The International Monetary Fund says
that GDP growth in sub-Saharan Africa will rise from 2.9 per cent posted
last year to 3.5 per cent this year, and 3.6 per cent in 2020.
The
projection is however a 0.3 percentage point lower, blamed partly on
the declining crude oil prices, which have plummeted from a high of $85 a
barrel and are expected to average $60 this year.
These have significantly impacted growth for oil-producers Angola and Nigeria.
One-third
of sub-Saharan economies are expected to post growth above five per
cent, raising optimism of impressive performance in a year when external
shocks, including trade tensions, rising US interest rates, dollar
appreciation, capital outflows and volatile oil prices are expected to
continue.
More critically, the nagging challenges of
ballooning debt, expanding recurrent expenditures and slowdown in
revenue mobilisation will continue to curtail growth.

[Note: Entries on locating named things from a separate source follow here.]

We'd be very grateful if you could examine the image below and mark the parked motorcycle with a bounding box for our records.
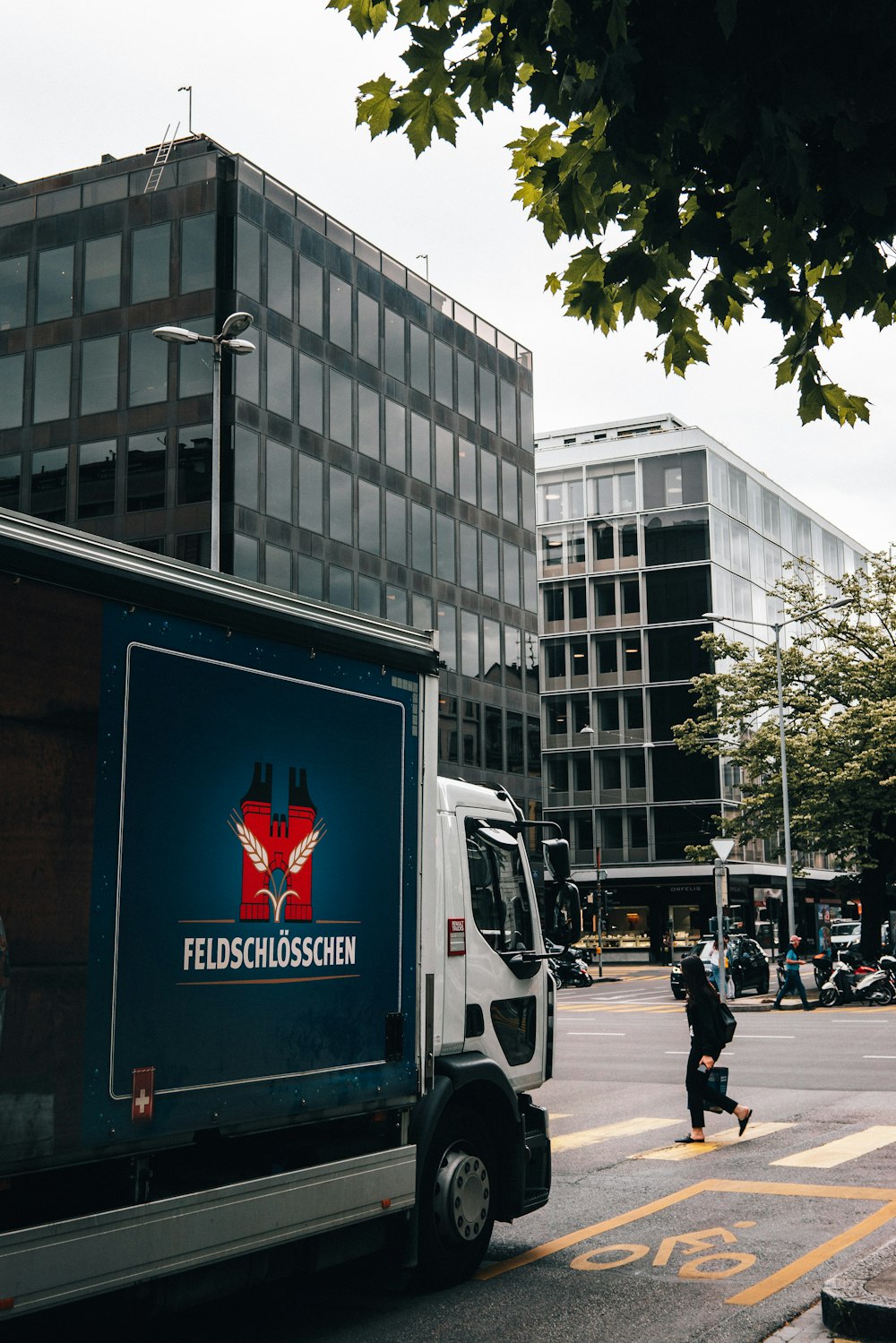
[548,944,591,988]
[818,956,896,1007]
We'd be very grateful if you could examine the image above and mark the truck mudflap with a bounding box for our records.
[0,1147,417,1319]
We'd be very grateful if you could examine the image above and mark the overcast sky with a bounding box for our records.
[0,0,896,549]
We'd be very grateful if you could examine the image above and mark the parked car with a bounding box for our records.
[669,934,769,998]
[831,918,863,951]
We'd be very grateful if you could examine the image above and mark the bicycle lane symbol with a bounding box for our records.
[570,1222,756,1278]
[474,1179,896,1305]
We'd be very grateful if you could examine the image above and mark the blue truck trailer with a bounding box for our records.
[0,513,554,1321]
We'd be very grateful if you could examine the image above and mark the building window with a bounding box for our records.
[30,447,68,522]
[177,425,211,504]
[385,490,407,564]
[180,215,215,294]
[436,602,457,672]
[435,513,457,583]
[298,355,323,434]
[435,425,454,495]
[267,234,293,323]
[177,317,215,396]
[457,350,476,420]
[267,336,294,420]
[82,234,121,311]
[411,504,433,573]
[0,452,22,512]
[36,247,75,323]
[358,479,380,553]
[130,223,170,304]
[298,452,323,535]
[501,379,520,443]
[296,555,323,602]
[33,345,71,425]
[264,438,293,522]
[237,219,262,302]
[358,290,380,368]
[298,256,323,334]
[0,256,28,331]
[127,331,168,406]
[356,381,380,462]
[264,544,293,592]
[479,449,498,514]
[385,398,407,474]
[411,323,430,396]
[329,368,352,447]
[457,438,478,504]
[461,611,482,676]
[329,466,355,546]
[479,366,498,434]
[234,425,258,509]
[329,564,355,611]
[329,275,352,350]
[411,411,433,485]
[383,307,405,378]
[433,340,454,406]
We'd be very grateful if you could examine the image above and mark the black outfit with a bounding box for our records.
[685,986,737,1128]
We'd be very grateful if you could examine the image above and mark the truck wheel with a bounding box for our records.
[418,1106,495,1288]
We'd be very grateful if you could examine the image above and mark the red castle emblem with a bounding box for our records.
[229,760,325,923]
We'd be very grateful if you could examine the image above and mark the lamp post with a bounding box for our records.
[153,313,255,572]
[702,598,849,936]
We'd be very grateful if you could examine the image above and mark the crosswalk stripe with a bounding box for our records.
[551,1116,678,1152]
[770,1124,896,1170]
[629,1122,797,1162]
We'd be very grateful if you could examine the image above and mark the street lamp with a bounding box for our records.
[702,597,849,936]
[153,313,255,572]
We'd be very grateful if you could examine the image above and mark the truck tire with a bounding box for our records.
[417,1106,495,1288]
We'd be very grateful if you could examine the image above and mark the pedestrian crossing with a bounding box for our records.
[551,1115,896,1170]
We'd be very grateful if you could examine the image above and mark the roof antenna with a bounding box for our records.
[177,84,194,135]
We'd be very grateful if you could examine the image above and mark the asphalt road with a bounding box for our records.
[13,971,896,1343]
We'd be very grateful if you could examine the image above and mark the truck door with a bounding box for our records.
[458,814,547,1090]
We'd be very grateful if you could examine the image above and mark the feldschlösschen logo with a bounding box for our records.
[229,760,325,924]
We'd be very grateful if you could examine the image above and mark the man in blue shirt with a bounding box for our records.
[772,934,814,1012]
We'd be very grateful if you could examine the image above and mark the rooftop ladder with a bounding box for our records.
[143,122,180,196]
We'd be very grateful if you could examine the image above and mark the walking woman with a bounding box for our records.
[676,956,753,1143]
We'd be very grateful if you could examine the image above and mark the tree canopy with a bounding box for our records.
[328,0,896,425]
[675,554,896,952]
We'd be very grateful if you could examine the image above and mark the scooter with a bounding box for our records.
[818,956,896,1007]
[549,947,591,988]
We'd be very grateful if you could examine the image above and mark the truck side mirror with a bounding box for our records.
[541,839,573,883]
[551,881,582,947]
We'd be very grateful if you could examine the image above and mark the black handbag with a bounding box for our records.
[704,1068,728,1115]
[719,999,737,1045]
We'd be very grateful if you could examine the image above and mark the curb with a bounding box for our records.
[821,1240,896,1339]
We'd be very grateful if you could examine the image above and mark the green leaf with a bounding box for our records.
[358,75,398,135]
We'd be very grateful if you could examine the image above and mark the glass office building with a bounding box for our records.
[0,137,541,815]
[536,417,863,959]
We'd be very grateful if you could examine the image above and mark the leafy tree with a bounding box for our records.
[329,0,896,425]
[675,552,896,953]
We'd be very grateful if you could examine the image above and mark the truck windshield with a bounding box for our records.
[466,819,533,951]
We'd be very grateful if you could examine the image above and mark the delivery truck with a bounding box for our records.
[0,513,578,1321]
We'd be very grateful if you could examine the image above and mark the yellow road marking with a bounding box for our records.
[770,1124,896,1170]
[474,1179,896,1305]
[551,1115,678,1152]
[629,1123,797,1162]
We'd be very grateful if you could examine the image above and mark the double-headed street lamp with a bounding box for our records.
[702,598,849,936]
[153,313,255,572]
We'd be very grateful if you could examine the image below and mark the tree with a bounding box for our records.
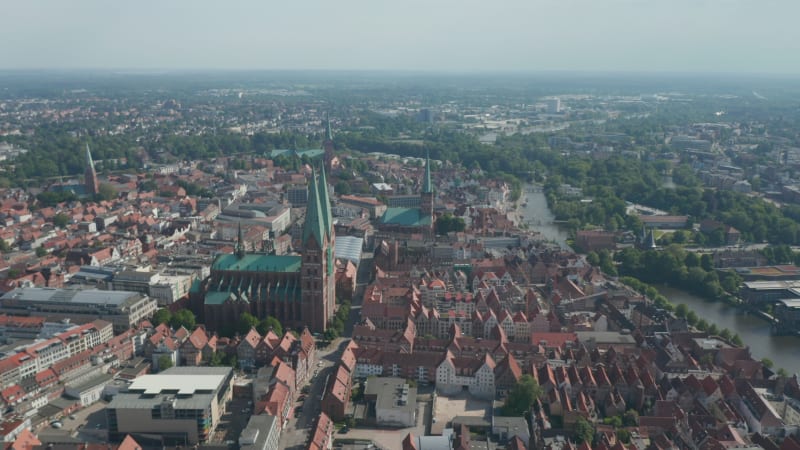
[575,416,594,444]
[158,355,175,372]
[169,309,197,331]
[151,308,172,326]
[334,180,353,195]
[502,375,542,416]
[53,213,69,228]
[208,351,224,367]
[719,328,733,341]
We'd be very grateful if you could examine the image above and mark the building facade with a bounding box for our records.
[198,169,336,333]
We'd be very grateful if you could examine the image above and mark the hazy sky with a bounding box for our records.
[0,0,800,74]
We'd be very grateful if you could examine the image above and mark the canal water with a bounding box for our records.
[656,286,800,374]
[519,184,569,248]
[519,185,800,374]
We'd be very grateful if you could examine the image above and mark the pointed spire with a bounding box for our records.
[236,222,244,259]
[303,168,325,247]
[422,150,433,194]
[325,112,333,141]
[319,164,333,241]
[86,143,94,170]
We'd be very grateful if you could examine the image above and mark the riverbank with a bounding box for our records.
[507,183,569,249]
[654,285,800,373]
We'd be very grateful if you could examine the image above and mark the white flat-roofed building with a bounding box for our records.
[106,367,233,445]
[239,414,281,450]
[0,288,158,333]
[149,275,194,306]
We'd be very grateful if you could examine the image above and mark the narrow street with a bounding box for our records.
[280,248,373,450]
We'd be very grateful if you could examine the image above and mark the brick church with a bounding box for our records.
[190,165,336,333]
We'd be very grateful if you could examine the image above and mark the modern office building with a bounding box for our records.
[106,367,233,445]
[0,287,158,333]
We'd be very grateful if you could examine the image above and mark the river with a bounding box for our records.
[519,180,800,373]
[656,286,800,373]
[519,184,569,249]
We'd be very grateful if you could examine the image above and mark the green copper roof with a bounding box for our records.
[211,253,300,272]
[205,291,233,305]
[325,113,333,141]
[381,208,431,227]
[86,144,94,170]
[303,169,326,247]
[319,164,333,240]
[422,151,433,194]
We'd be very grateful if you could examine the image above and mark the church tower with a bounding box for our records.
[83,144,100,196]
[420,152,433,217]
[300,168,336,333]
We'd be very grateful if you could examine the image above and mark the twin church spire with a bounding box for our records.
[303,165,333,247]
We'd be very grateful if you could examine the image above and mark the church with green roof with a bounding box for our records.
[190,165,336,333]
[378,154,434,236]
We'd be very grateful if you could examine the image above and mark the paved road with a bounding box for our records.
[280,338,348,450]
[280,252,376,450]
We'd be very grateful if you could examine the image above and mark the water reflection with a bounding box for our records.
[656,286,800,373]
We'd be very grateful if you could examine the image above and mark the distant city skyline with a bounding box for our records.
[0,0,800,74]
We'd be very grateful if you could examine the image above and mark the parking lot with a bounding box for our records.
[334,402,431,450]
[39,401,108,443]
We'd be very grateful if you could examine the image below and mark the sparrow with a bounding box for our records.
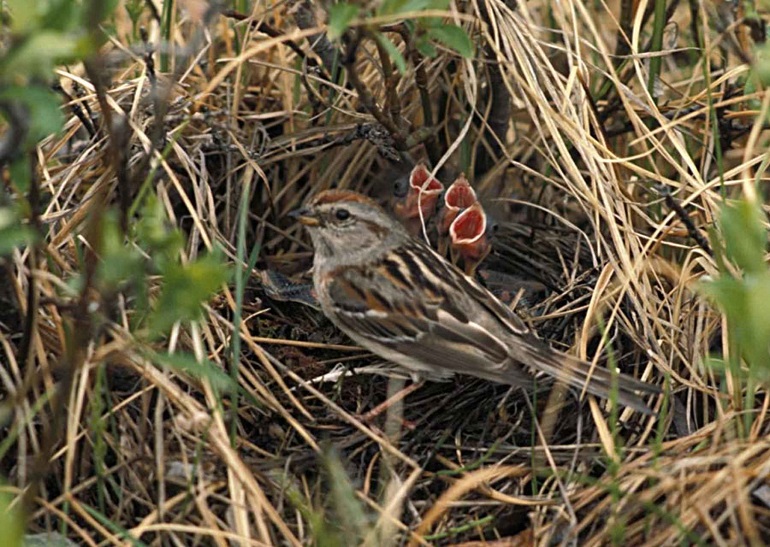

“Across all economies, measures to boost potential output
growth, enhance inclusiveness and strengthen fiscal and financial
buffers in an environment of high debt burdens and tighter financial
conditions are imperatives,” says the IMF in its World Economic Outlook 2019 report.
The
Fund forecasts that 2019 will not be a good year for the global
economy, whose growth is projected to decline to 3.5 per cent from 3.7
per cent last year, largely due to an escalation in trade wars between
the US and China.
The US has imposed import taxes on
steel, aluminium and hundreds of Chinese products, drawing retaliation
from China and other US trading partners like Mexico and Canada.
Other
factors include the messy Brexit process, Italy’s financial struggles,
volatile commodity prices and rising interest rates in the US, which are
projected to impact heavily on the global economy.
Growth in advanced economies will slow from an estimated 2.3 per cent in 2018 to 2.0 per cent in 2019 and 1.7 per cent in 2020.
Growth
in the Euro region is set to moderate from 1.8 per cent in 2018 to 1.6
per cent in 2019, while in the US, it is forecast to remain flat at 2.5
per cent, and decline to 1.8 per cent in 2020.
Growth
in Asia is expected to dip from 6.5 per cent in 2018 to 6.3 per cent
this year, and 6.4 per cent in 2020, with China’s declining from 6.6 per
cent to 6.2 per cent due to the combined influence of financial
regulatory tightening and trade tensions with the US.
India’s
growth on the other hand, is poised to pick up to 7.5 per cent from 7.3
per cent last year, benefiting from lower oil prices and a slower pace
of monetary tightening, plus easing in inflationary pressures.
In Latin America, growth is projected to recover from 1.1 per cent in 2018 to 2.0 per cent this year, and 2.5 per cent in 2020.